Awareness - April 11, 2023 - We Welcome

Awareness - April 11, 2023

Biden administration to pilot expedited asylum screening program at Mexico border

The program will use asylum officers to conduct credible fear screening interviews with migrants at U.S. Customs and Border Protection (CBP) facilities in anticipation of the end of Title 42. Migrants will be given access to legal service providers, however which providers they will be allowed to contact remains unclear. The program is set to begin with a small group of migrants next week. CBP policy limits detention of migrants to 72 hours and the plan is to complete the screenings within that time period. 

Legal advocates are concerned about how the program will work because CBP facilities do not allow attorneys inside. “Advocates have been calling on the Border Patrol to permit in-person physical access to clients held in Border Patrol detention for decades. And the agency has always resisted this,” Aaron Reichlin-Melnick, policy director for the American Immigration Council, said. “Getting into one of those facilities is nearly impossible, even if you have a client that’s detained there. So most of this representation would almost by design have to be over the phone. And that is just far less effective, especially when we’re talking about people who often do not have a lawyer in the first place and are simply seeking to have one.”

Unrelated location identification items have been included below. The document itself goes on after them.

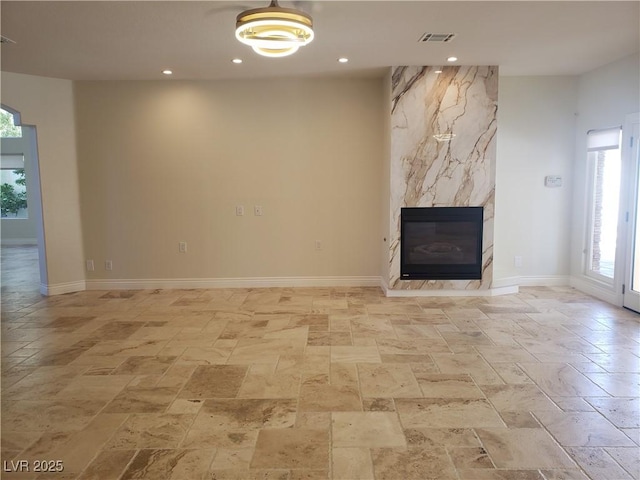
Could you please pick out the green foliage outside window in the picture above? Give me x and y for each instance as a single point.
(7, 128)
(12, 201)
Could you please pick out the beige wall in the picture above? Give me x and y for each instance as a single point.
(168, 161)
(606, 96)
(48, 104)
(536, 124)
(385, 189)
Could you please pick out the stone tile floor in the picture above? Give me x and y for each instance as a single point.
(317, 383)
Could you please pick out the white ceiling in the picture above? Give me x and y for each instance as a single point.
(107, 40)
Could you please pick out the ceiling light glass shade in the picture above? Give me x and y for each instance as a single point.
(274, 31)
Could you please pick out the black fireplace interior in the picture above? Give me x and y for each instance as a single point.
(441, 243)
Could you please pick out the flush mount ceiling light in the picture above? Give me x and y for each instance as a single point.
(274, 31)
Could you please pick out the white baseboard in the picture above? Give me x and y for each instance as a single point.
(18, 241)
(255, 282)
(597, 289)
(62, 288)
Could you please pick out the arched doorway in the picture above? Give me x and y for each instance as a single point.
(24, 267)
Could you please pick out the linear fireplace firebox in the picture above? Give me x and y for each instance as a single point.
(441, 243)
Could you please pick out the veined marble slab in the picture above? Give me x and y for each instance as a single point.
(461, 101)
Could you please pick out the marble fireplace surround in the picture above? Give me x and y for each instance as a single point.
(425, 172)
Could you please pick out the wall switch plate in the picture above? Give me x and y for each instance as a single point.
(553, 181)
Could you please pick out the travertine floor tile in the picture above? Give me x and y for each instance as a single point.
(412, 464)
(292, 448)
(366, 429)
(583, 429)
(447, 413)
(388, 380)
(351, 464)
(523, 448)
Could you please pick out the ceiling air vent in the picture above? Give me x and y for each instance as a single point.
(437, 37)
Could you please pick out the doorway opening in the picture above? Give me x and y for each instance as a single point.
(23, 257)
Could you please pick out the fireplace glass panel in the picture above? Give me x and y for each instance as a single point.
(441, 243)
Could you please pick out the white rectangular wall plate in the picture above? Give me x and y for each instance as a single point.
(553, 181)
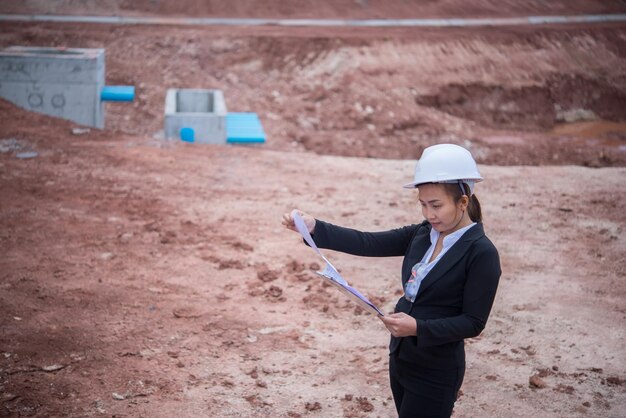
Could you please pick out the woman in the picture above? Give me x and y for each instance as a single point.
(450, 274)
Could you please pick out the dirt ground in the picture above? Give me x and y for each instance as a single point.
(150, 277)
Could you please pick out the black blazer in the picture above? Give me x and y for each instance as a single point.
(454, 299)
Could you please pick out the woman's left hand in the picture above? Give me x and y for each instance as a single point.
(400, 324)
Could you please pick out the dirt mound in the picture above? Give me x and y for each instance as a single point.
(535, 108)
(318, 9)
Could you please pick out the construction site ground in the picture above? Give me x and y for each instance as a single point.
(142, 276)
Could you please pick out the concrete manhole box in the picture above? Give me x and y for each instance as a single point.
(196, 115)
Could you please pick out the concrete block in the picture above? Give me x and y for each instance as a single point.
(65, 83)
(195, 115)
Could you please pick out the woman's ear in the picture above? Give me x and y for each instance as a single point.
(464, 202)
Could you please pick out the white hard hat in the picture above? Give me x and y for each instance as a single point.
(445, 163)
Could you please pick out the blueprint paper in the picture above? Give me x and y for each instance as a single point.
(330, 272)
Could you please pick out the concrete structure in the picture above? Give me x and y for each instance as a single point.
(66, 83)
(195, 115)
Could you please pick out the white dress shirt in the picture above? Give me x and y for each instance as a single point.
(421, 269)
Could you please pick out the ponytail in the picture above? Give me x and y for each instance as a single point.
(473, 209)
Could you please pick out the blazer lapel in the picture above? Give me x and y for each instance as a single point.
(450, 258)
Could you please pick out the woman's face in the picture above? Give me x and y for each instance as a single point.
(439, 208)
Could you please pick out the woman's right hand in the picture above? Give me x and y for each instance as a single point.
(309, 221)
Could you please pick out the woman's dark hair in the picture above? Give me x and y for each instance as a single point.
(473, 208)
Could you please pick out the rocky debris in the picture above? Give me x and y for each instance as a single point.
(537, 382)
(313, 406)
(265, 274)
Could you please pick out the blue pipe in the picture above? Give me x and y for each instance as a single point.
(118, 94)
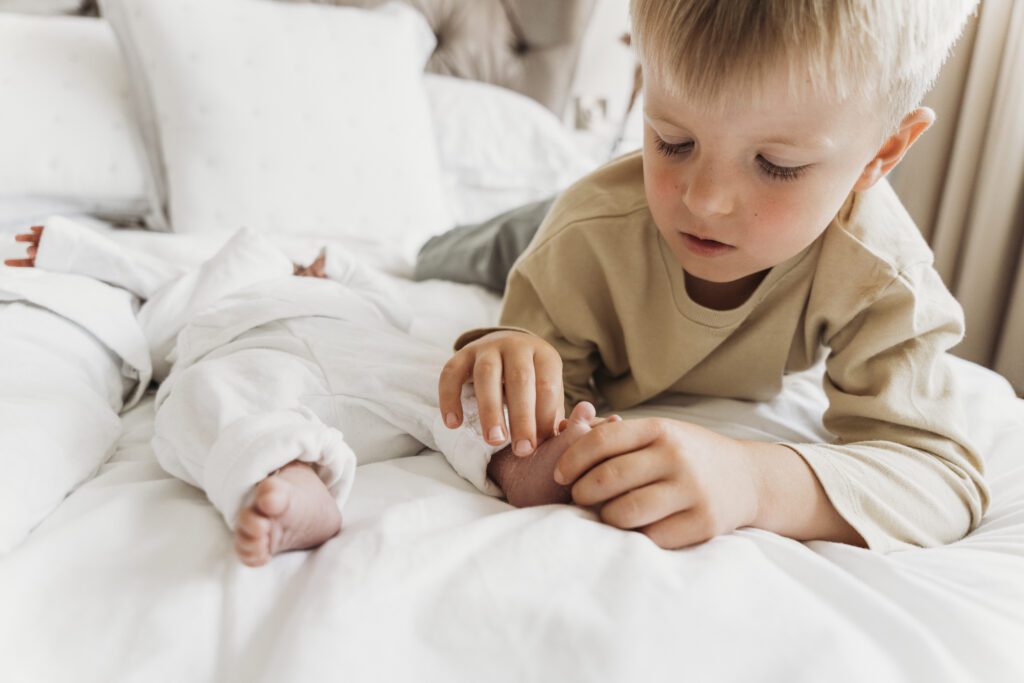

Florida Governor DeSantis pushes toughest immigration crackdown in the US

The Florida legislature is considering legislation that would make it a felony for people to shelter, hire or transport undocumented immigrants and require hospitals to ask the immigration status of patients and report it to the state, among other measures. DeSantis has also proposed eliminating in-state college tuition for undocumented students and DACA recipients. 

Pastors and others who minister to immigrants are pushing back, stating that the proposed legislation would criminalize their work with immigrants. "We have schools, we have Sunday school, we have church vans that bring them to worship, we have soup kitchens that we sometimes drive people to who are undocumented because they need food. Sometimes we take them to their lawyer," said Gabriel Salguero, pastor of The Gathering Place in Orlando. The bills are expected to pass quickly because Republicans have a supermajority in both the state House and state Senate.